Convinced that traditional bilingual education was failing students, Mr. C'de Baca is a leading mover behind a proposed ballot initiative that would eliminate such programs in Colorado public schools. Instead, limited-English students would be placed in one-year English-immersion classes, where their native language would be spoken only sparingly.
The students would be moved into mainstream classrooms, unless their language skills were still too rudimentary, in which case they would remain in the English-immersion program for another year.
The Colorado proposal is modeled after California's Proposition 227, the landmark 1998 initiative that passed despite heated opposition from teachers unions and Hispanic activists. The movement also has spread to Arizona, where organizers last week introduced a statewide campaign to place a similar measure on the Nov. 7 ballot.
The Colorado and Arizona campaigns still must gather enough signatures to qualify for the ballot, but both are benefiting from powerful sponsors. The Colorado measure is backed by Rep. Tom Tancredo, Colorado Republican, and Linda Chavez, president of One Nation Indivisible, who has promised $500,000 for the effort.
"It's the single most important factor in whether a Hispanic student is going to make it in this society or not whether that person can speak, write and communicate fluently in English," said Mrs. Chavez, an appointee of former President Reagan whose nationally syndicated column runs in the Denver Post.
Colorado was a natural choice to follow California, she said, because of its large number of Spanish speakers and the state's initiative process.
"There aren't very many states where you have the problem of lots of bilingual kids and the solution of the ballot initiative," she said.
Backing the Arizona effort is Silicon Valley millionaire Ron Unz, the mover and shaker behind Proposition 227, and Rep. Matt Salmon, Arizona Republican. Organizers of English for the Children of Arizona announced last week that they have gathered enough signatures to win a slot on the ballot.
The opposition is mobilizing quickly in both states. Coloradans for Common Sense, whose numbers include bilingual educators and Hispanic leaders, has tried unsuccessfully to kill the measure with administrative challenges.
Critics argue that the one-year immersion program leaves students ill-prepared for mainstream classes.
"I just don't think it's enough time," said Denver school board member Lucia Guzman. "Research shows kids are able to grasp concepts more fully in their native language. It's important that they are taught Spanish as they are taught English."
Denver is no stranger to the bilingual-education debate. In 1993, the Justice Department's Office of Civil Rights, responding to complaints from parents, accused the Denver public schools of negligence in managing their bilingual-education program.
That system, which kept students for five to seven years, was replaced last year by the English Language Acquisition Program, a court-ordered plan that required schools to mainstream students in three years. Denver educators argue that the new program should be given a chance to succeed.

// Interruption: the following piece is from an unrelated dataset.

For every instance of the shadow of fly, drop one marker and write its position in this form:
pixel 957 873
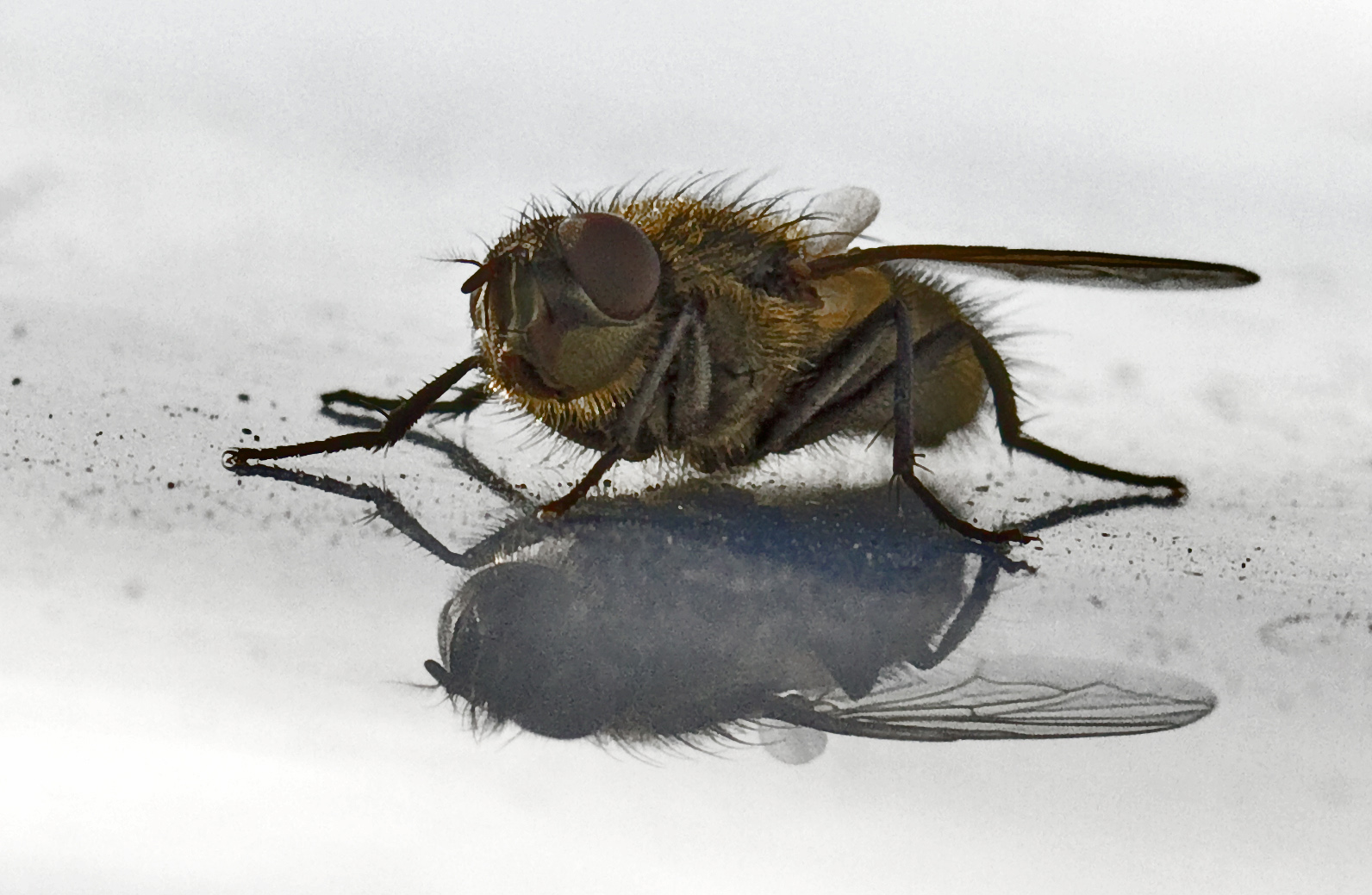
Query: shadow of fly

Taking a page from the conservative playbook, they also contend that the ballot initiative would hurt school districts by removing control from the local decision-makers who are most familiar with bilingual education.
"I think it should be left up to local school boards how to educate students," said Denver school board President Elaine Berman. "Denver Public Schools is deeply committed to teaching children English as quickly as possible. To meet the individual needs of students, we need flexibility."
Pam Martinez, director of Padres Unidos, accused Mr. Tancredo and Mrs. Chavez of using Colorado to further their national political goals.
"They have a definite political agenda," said Mrs. Martinez, whose group filed the original civil rights complaint but opposes the English-immersion proposal. "This is the same money as you see in the English-only movement."
But Mr. C'de Baca says the public is tired of excuses for why students aren't learning English.
"The experiment is over, he said. "They've had 30 years, and it's been a massive failure."
Whether Denver would be subject to the initiative is uncertain. Some educators argue the court order to implement the ELAP could trump the ballot measure, which would take the form of a constitutional amendment if approved by voters in November.